Bei therapierefraktärem oder rezidivierendem Krankheitsverlauf kommen bei einzelnen Patienten auch immunmodulierende Ansätze infrage.
Bei erneutem Auftreten entzündlicher Symptome nach zunächst gutem Therapieansprechen muss ein entzündliches Immunrekonstitutionssyndrom (IRIS) in Erwägung gezogen werden. Risikofaktoren hierfür sind vorausgegangene immunsuppressive Therapien und eine ZNS-Beteiligung. Diagnostik und Therapie sollten frühzeitig in einem erfahrenen Zentrum erfolgen. Glukokortikoide scheinen therapeutisch meist wirksam zu sein.

Als Faustregel gilt

Verlaufskontrollen sollten nach 6 und 12 Mon. unter Verwendung der in der Primärdiagnostik angewandten Verfahren durchgeführt werden. Klinische Kontrollen werden lebenslang empfohlen.

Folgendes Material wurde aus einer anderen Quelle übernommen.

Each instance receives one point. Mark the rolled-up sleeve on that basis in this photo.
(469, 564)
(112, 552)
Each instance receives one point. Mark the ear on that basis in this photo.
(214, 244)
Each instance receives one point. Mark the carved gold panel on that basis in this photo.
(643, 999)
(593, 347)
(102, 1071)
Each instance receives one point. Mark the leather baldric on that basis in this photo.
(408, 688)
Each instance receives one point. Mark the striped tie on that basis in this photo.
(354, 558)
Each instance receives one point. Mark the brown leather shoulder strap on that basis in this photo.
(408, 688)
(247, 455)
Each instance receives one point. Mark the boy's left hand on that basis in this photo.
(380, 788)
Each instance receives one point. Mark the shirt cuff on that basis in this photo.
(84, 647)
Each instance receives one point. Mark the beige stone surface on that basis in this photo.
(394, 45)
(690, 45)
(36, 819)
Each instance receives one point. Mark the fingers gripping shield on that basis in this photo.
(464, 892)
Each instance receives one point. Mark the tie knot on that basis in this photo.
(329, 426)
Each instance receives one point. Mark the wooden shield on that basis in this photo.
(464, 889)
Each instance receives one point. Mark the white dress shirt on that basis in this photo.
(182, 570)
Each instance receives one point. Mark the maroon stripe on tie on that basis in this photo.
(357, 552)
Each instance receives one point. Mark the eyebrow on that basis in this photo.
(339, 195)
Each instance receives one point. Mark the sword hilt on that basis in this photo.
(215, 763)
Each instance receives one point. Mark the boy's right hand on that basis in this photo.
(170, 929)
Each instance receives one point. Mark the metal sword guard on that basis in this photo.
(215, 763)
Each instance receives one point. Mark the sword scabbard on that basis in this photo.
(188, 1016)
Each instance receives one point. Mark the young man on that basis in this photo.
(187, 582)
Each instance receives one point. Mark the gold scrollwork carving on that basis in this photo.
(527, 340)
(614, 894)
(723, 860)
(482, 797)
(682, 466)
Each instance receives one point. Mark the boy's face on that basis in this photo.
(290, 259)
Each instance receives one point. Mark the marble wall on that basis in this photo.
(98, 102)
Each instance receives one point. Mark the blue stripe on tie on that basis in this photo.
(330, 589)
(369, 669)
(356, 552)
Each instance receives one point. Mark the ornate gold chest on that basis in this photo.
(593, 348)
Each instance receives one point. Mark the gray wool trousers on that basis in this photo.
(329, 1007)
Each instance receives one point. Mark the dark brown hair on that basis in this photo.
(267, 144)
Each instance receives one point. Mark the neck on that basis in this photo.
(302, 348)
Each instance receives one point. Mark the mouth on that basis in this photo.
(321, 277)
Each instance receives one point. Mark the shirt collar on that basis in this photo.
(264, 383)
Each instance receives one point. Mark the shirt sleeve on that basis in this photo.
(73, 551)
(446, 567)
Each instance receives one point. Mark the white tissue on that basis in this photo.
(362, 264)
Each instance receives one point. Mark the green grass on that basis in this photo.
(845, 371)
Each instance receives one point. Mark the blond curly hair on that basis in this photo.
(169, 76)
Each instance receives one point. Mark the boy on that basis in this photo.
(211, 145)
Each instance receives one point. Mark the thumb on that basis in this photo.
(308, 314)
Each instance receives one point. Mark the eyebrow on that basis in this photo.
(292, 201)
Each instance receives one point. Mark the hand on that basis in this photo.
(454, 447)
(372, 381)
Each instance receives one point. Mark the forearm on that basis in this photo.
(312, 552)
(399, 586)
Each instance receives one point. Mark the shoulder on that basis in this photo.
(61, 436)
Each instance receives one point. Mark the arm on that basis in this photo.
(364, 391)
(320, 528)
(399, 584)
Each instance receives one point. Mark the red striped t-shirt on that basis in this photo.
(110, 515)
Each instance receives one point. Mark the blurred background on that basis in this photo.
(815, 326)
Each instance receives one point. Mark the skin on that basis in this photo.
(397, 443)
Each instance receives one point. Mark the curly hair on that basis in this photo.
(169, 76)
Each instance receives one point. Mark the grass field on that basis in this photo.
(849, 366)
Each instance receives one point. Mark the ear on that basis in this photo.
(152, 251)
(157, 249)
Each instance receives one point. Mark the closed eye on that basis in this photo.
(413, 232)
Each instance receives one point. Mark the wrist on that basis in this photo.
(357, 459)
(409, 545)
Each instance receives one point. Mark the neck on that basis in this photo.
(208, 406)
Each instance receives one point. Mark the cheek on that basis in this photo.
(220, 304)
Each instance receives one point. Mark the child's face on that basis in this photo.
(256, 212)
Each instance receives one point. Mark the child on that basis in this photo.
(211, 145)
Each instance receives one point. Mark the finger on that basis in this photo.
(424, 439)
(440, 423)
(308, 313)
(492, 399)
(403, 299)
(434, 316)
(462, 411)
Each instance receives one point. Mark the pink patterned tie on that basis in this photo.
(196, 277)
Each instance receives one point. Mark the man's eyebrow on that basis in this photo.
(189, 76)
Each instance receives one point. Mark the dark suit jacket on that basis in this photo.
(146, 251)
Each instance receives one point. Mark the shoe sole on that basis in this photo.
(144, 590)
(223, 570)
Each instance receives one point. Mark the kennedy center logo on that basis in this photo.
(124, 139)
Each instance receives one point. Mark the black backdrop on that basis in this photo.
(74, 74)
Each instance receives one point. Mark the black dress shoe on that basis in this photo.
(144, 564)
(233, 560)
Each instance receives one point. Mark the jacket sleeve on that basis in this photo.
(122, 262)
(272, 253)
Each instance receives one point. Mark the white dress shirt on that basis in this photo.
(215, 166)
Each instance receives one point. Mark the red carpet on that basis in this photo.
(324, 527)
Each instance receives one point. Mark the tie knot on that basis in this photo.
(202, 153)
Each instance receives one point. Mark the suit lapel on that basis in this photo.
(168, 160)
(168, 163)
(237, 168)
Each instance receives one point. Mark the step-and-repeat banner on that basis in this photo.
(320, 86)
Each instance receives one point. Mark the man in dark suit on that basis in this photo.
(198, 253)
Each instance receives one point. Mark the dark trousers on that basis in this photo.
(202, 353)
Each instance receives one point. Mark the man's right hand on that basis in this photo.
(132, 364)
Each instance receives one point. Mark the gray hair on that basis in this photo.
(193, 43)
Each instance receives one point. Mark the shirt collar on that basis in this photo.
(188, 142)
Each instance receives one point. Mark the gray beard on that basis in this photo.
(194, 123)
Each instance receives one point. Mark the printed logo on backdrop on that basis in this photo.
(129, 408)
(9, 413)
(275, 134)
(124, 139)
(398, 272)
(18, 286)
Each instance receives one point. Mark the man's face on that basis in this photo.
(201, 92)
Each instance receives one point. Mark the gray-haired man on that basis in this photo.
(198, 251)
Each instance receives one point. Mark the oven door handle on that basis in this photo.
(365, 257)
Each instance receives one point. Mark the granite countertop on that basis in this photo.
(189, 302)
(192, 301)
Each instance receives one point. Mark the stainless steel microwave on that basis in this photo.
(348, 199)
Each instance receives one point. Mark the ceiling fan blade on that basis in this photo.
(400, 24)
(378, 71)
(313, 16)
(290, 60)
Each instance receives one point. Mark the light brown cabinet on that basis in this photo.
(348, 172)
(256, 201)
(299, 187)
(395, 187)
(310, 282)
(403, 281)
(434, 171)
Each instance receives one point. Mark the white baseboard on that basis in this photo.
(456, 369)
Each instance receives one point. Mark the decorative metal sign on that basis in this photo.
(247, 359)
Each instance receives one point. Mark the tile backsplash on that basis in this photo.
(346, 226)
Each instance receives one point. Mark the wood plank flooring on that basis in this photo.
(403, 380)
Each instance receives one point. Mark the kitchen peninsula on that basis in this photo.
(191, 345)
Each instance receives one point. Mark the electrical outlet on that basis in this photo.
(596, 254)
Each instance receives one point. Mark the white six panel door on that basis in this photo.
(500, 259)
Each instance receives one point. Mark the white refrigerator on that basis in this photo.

Als Begleittherapie bei kachektischen Patienten ist neben ausreichendem Elektrolyt- und Vitaminersatz sowie wegen der häufiger bestehenden lymphatischen Abflussstörung an den Einsatz von mittelkettigen Triglyzeriden (MCT-Fetten) zu denken.

Genuine intestinale Lymphangiektasie

Definition
Lymphangiektasie, genuine intestinaleDie genuine (primäre) intestinale Lymphangiektasie wurde 1961 erstmals beschrieben und ist eine seltene, meist sporadisch auftretende Erkrankung mit gestörtem Lymphabfluss und konsekutiv erweiterten, intestinalen Mukosalymphbahnen. Sie stellt etwa ein Drittel der Ursachen der enteralen Eiweißverlustsyndrome nichtinfektiöser Ursache dar. Die Erkrankung wird oft in der Kindheit oder im (jungen) Erwachsenenalter diagnostiziert.
Klinisch äußert sich die intestinale Lymphangiektasie in
  • Exsudation von Plasmaproteinen. Darauf folgen

  • Steatorrhö und milde Diarrhö,

  • chylöse Ergüsse und

  • Aszites sowie oft

  • Ödeme der unteren Extremitäten.

  • Daneben finden sich im Labor eine Hypogammaglobulinämie, eine Hypoalbuminämie sowie eine Lymphopenie mit sekundärer Immunschwäche.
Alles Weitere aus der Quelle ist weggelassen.